Se o TSE não for rigoroso, o que estará em jogo é a própria autoridade da Justiça Eleitoral no país.

Além das suas viagens eleitoreiras, o país viveu o abuso de pagar com recursos do contribuinte as viagens da pré-candidata quando ela era ainda ministra, mas já fazia campanha.

Dizer que aqueles palanques que o Brasil viu, e o brasileiro pagou, não eram comícios, é dizer que somos todos bobos.

Casos como os dos dias passados em visitas às obras do São Francisco, em que pouco se fiscalizava e muito se posava e discursava para a campanha, ou o extemporâneo e caro circo do lançamento do PAC-2 são fraturas expostas nas regras do bom comportamento político.

Se a candidata do presidente for eleita, isso não apagará o mal feito. Ficará o país sabendo que Lula inaugurou a temporada do vale tudo no governo federal quando o governante quer eleger o sucessor. Isso avacalha a democracia que o país está construindo.

A conta parcial de alguns desses eventos foi apresentada por requerimento do deputado Raul Jungmann (PPSPE): R$ 3 milhões. Quem paga campanha é partido — para isso tem até dinheiro público distribuído às legendas — mas não pode ser com o orçamento do Palácio do Planalto.

É acintoso.

As declarações da linha do "nunca antes" não vão impor realidades. Quando baixar a poeira do marketing superlativo do atual presidente, o país registrará o bom e o ruim do legado da era Lula. Mesmo agora, adianta pouco falar que desde Geisel nunca se investiu tanto em estradas, se elas estão intransitáveis; que a Saúde está perto da perfeição, se há filas de pacientes para cirurgias; relançar as notas do real para se vincular a um plano ao qual se opôs; ampliar o gasto público para forçar um crescimento econômico exuberante na reta final, se as estatísticas vão mostrar que nos anos de boom mundial o Brasil cresceu menos que a média dos outros países e dos vizinhos. Nada ficará da tese de que 2003 é a data inaugural do Brasil, porque a História registrará o processo de modernização que começou antes e continuará depois de Lula.
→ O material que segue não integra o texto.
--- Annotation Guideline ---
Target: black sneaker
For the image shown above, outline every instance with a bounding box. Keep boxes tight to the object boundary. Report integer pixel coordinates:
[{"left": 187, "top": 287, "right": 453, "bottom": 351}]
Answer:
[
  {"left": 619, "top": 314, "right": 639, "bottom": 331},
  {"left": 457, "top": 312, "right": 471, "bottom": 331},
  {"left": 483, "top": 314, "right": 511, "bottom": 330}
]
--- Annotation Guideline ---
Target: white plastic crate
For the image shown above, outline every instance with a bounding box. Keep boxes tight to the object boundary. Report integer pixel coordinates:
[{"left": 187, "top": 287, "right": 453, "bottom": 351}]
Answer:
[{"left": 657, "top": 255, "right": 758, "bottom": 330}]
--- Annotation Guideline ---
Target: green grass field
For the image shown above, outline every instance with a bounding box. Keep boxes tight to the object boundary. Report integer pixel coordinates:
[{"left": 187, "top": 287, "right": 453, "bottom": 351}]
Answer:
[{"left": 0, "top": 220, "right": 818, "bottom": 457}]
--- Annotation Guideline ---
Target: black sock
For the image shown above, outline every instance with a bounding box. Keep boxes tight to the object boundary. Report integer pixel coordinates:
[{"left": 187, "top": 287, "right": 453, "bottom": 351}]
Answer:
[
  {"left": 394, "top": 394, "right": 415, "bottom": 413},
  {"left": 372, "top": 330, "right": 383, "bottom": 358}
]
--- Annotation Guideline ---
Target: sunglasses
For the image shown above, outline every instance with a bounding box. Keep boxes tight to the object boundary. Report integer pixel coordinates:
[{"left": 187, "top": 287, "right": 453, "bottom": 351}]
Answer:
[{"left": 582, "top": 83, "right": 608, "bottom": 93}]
Também não servirá para a História sua tese de que foi vítima do mensalão. O escândalo será visto como é: não uma conspiração contra ele, mas o pior caso de corrupção da História do Brasil e ocorrido no coração do governo Lula, com o concurso dos seus mais próximos colaboradores.

Seus méritos serão mais bem dimensionados quando passar a temporada dos autoelogios, aos quais Lula se entrega com ímpeto enquanto deprecia outros governantes. Suas boas políticas serão valorizadas quando não forem peças de palanques. Os avanços desses oito anos serão constatados e calculados não pela capacidade de eleger quem quer que seja, mas pelo balanço lúcido e informado que o tempo permitirá fazer.

Hoje, seu afã de eleger, a qualquer custo, a candidata que escolheu só vai malbaratar sua herança, vai fazer mal à democracia brasileira, vai apequenar a Presidência e desrespeitar o papel institucional da Justiça Eleitoral.